Faced with a unique challenge of bridging the ancient ways of Hawaii with the modern ways of the western world, Kauikeaouli was put to a task that not many of his predecessors had seen. He oftentimes battled with the new found Christian ways as he was asked to adopt
new practices of spirituality, governance, and leadership. In honor to the ancient ways of his ancestors while in acceptance to the new ways of the western system, Kauikeaouli needed to recognize how to ho’omau (perpetuate) while still maintaining positive national progress. And this proposed a challenge when the Hawaiian Kingdom was still a protectorate state under the British Empire. Recognizing the importance of international sovereignty amongst the greater nations, Kauikeouli deployed Timoteo Ha’alilio, Sir George Simpson, and Reverend William Richards to secure recognition of his beloved nation.
On November 28, 1843, the Hawaiian Kingdom became an internationally recognized sovereign state, free of any imposition of foreign laws in Hawaiian territory. King Kamehameha III was an innovative leader who was called to the greater good of his people; and in serving for that greater good, he solidified a land, country, and nation that could aloha ‘aina (love the land), aloha akua (love God), and aloha kanaka (love one another) without any legal or constitutional barriers.
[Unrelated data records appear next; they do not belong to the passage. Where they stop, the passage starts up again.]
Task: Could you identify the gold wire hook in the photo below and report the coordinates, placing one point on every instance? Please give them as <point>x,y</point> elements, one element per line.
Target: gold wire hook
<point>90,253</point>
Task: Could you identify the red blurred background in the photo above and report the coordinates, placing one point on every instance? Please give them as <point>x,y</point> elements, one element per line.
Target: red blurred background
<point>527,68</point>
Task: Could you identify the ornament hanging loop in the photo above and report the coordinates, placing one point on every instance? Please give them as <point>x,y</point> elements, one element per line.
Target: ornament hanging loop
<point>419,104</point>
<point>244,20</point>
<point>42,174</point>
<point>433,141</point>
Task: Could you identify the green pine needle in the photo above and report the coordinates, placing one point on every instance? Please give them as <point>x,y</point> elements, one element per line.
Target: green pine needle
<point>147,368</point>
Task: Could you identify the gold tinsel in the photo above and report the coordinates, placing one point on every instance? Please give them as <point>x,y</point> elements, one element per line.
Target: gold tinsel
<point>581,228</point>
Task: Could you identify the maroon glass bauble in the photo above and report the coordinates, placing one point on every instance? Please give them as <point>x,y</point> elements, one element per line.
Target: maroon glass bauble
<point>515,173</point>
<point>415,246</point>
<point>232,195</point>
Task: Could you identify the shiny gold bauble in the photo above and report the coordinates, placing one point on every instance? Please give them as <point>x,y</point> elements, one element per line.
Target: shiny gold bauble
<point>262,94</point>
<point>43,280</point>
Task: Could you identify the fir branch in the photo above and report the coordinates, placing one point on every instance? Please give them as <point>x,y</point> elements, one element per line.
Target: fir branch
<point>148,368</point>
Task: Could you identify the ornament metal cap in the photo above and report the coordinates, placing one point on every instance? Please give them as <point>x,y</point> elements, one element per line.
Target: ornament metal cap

A true land of the free & home of the brave. Mahalo to you my King.
E pule kakou (let us pray):
Aloha Na Akua,
Aloha Na ‘Aumakua,
Aloha Na Kupuna,
Aloha e Mama ‘Aina,
May the children of Hawai’i be inspired by this great Ali’i. May his story, his mana, and his aloha activate the deepest reservoirs of ea within each kanaka, each hawaiian national, and each sacred being. May his vision, steadfastness, and heart to perpetuate carry on in every reader, every child, and every offspring of Hawai’i. On March 17th every year, may we as one people, one nation, and one heartbeat celebrate this noble chief. For his sacredness, heart of aloha, and devotion to our country. May our devotion be a reflection of that which is Pono.